Contentment is not something I feel often. We are all on a steady diet of discontent. We have too much and pine for even more. We stay so busy with wanting that it is easy to miss the good things that are added to our lives. For all of us, there is something that breeds discontent. How my children were treated before I met them is just one of several things for me that leaves me wanting. We all have baggage. I wish I knew where in life we are taught to be happy we must erase all the bad we have experienced.

For most of my life, I wanted to be free of my baggage while simultaneously protecting it and using it as a convenient excuse for why I could not do the things I really wanted to do. What I realized after lots of counseling is our wounds can heal, but we are left with scars. With much of the weight of the event removed, we can use what is left for good. Our former baggage and source of pain can transform to a source of strength to help someone else.

I think that is what Paul was getting at in I Corinthians 12:9-10 (CSB) where he says, “But he said to me, “My grace is sufficient for you, for my power is perfected in weakness.” Therefore, I will most gladly boast all the more about my weaknesses, so that Christ’s power may reside in me. 10 So I take pleasure in weaknesses, insults, hardships, persecutions, and in difficulties, for the sake of Christ. For when I am weak, then I am strong.”

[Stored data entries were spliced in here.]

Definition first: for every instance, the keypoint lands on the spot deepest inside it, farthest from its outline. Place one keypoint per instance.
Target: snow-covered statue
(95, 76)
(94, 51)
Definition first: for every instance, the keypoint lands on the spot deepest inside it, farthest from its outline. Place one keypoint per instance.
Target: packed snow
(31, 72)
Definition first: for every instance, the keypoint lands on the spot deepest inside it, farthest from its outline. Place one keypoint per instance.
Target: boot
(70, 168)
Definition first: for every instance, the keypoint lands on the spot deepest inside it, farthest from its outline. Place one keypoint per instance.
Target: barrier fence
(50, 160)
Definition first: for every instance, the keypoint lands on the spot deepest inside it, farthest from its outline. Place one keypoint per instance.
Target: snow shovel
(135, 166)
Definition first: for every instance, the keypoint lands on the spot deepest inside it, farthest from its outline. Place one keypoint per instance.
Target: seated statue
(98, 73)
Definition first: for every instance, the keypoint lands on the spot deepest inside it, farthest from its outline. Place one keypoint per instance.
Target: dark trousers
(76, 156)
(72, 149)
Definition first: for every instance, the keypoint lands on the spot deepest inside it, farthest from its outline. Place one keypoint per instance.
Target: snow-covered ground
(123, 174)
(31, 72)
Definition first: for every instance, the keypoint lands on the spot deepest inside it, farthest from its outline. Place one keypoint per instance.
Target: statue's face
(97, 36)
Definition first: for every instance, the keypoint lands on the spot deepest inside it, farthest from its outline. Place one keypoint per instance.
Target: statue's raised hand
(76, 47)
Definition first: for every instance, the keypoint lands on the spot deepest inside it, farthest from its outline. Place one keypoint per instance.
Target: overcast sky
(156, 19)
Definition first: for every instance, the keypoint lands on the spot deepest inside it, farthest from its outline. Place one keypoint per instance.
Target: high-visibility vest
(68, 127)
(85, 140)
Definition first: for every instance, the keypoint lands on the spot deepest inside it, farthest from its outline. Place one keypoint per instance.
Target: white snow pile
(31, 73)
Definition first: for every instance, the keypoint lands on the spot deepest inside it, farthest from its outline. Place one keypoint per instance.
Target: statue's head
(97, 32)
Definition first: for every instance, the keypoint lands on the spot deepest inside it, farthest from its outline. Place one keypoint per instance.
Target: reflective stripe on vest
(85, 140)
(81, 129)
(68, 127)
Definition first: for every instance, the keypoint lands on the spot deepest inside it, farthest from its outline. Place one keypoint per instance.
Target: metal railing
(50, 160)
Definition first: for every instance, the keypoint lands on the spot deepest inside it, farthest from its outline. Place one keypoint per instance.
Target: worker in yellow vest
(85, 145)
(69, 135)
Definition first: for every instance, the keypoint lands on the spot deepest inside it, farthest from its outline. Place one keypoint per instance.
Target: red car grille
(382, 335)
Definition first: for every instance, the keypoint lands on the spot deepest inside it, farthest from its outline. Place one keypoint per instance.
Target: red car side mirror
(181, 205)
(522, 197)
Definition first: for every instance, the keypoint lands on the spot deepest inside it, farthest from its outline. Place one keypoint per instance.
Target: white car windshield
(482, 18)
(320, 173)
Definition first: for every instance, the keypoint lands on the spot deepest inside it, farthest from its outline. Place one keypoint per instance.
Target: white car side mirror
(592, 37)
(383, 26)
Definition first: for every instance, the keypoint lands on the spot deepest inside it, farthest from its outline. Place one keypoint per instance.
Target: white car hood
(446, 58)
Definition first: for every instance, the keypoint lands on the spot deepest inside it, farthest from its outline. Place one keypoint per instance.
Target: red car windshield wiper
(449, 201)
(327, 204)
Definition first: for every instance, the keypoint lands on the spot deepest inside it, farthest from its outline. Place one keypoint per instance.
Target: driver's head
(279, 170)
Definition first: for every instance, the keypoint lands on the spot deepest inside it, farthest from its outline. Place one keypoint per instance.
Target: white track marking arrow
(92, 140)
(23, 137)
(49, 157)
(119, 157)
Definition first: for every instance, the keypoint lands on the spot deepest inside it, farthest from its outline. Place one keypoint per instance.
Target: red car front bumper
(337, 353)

Truth: Our experiences shape us. We have a choice to make. We can refuse help and let our wounds fester. We can let our hurts breed discontent and use them as an excuse to not meet our potential. OR, we can accept God’s sufficient grace. We can accept all of ourselves, the good, bad, and ugly, understanding we aren’t responsible for manufacturing strength. The Bible doesn’t ever ask for perfection. We don’t have to get free of our baggage. We just have to surrender it to God so He can carry the weight and heal our hurts. I have seen more good come from surrendering my hurts than I ever did while carrying them.

This week, instead of nurturing ideas that breed discontent, I commit to intentionally looking for all the good that has been added to my life and the lives around me. I commit to search for those holy moments of contentment when I can see all that He has redeemed. Who is with me?